Why does antifreeze boil in the expansion tank: a review of common breakdowns


Boiling antifreeze in the expansion tank in 90% of cases indicates engine overheating. If you don’t do anything, then there is a chance that you will end up with a jammed motor, the repair of which is not always advisable, and the cost of a new one will hit your pocket. So why does antifreeze boil in the expansion tank and what should you do if the temperature sensor does not indicate engine overheating?

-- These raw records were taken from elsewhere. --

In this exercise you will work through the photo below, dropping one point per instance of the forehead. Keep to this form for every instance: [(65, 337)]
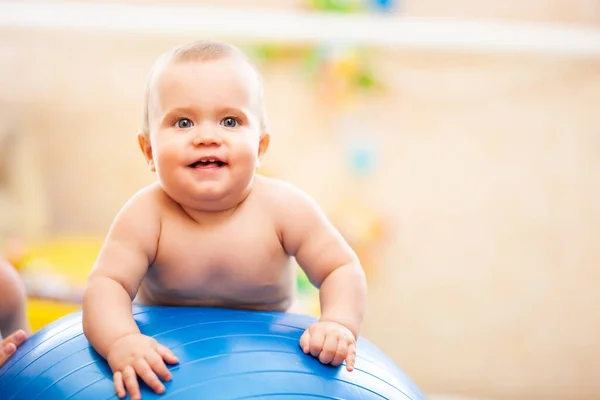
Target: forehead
[(223, 82)]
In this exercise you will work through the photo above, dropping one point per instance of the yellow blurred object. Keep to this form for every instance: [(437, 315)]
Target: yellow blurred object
[(41, 312), (69, 259)]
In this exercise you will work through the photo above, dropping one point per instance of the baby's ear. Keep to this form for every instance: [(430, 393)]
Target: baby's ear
[(263, 145), (146, 147)]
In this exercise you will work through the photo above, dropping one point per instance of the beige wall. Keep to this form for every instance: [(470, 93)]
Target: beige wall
[(489, 171)]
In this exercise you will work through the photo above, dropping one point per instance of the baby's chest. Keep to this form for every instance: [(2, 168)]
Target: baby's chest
[(240, 255)]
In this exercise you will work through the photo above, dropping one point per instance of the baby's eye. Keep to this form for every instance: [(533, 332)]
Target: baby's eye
[(184, 123), (229, 122)]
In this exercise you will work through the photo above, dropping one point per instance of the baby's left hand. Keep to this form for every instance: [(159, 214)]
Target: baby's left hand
[(331, 342)]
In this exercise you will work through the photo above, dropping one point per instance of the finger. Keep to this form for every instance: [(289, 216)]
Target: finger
[(329, 348), (317, 339), (119, 387), (157, 364), (17, 338), (8, 349), (143, 370), (166, 354), (351, 357), (130, 380), (305, 341), (341, 353)]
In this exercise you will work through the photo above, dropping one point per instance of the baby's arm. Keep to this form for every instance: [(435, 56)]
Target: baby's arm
[(330, 264), (108, 323)]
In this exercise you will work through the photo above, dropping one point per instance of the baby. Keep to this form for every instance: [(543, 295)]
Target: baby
[(211, 231)]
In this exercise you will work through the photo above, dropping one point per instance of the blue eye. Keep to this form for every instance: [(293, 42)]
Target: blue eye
[(184, 123), (229, 122)]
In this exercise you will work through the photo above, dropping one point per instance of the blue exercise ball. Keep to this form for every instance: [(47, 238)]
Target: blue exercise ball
[(223, 354)]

Lack of antifreeze in the cooling system

Antifreeze, although slowly, still boils away; it has to be topped up periodically (2 - 3 times a year). Accordingly, the first step is to wait until the boiling stops, remove the cap of the expansion tank and add antifreeze (preferably the same brand as was previously used).

Some cars have 2 necks for filling antifreeze: through the expansion tank and the radiator. If the design is like this, then antifreeze is added to each of them up to the indicated marks (if there are none, then the instructions for the car contain recommendations from the manufacturer regarding the required volume of liquid in the cooling system).

Antifreeze leak

A lack of antifreeze in the system may indicate a coolant leak. In this case, after adding antifreeze, the engine can operate normally for 1–10 days, but then the problem returns again. Therefore, it would not be superfluous to conduct a detailed inspection of the pipes and connections to the expansion tank.

Leaks are often found on the radiator itself due to the appearance of cracks in it (it can only be eliminated by replacing it; it is recommended to install a copper one, although these are many times more expensive than aluminum ones).

Engine cooling system

First of all, I would like to understand in more detail how the engine is cooled. The system as a whole is not complicated, but there are some nuances in its operation. You need to understand that as soon as you start the car engine, it heats up intensely. It contains special channels through which coolant circulates under pressure and removes some of the heat. The main elements of the cooling system: radiators, pump, thermostat, expansion tank cap (air valve), pipes, etc.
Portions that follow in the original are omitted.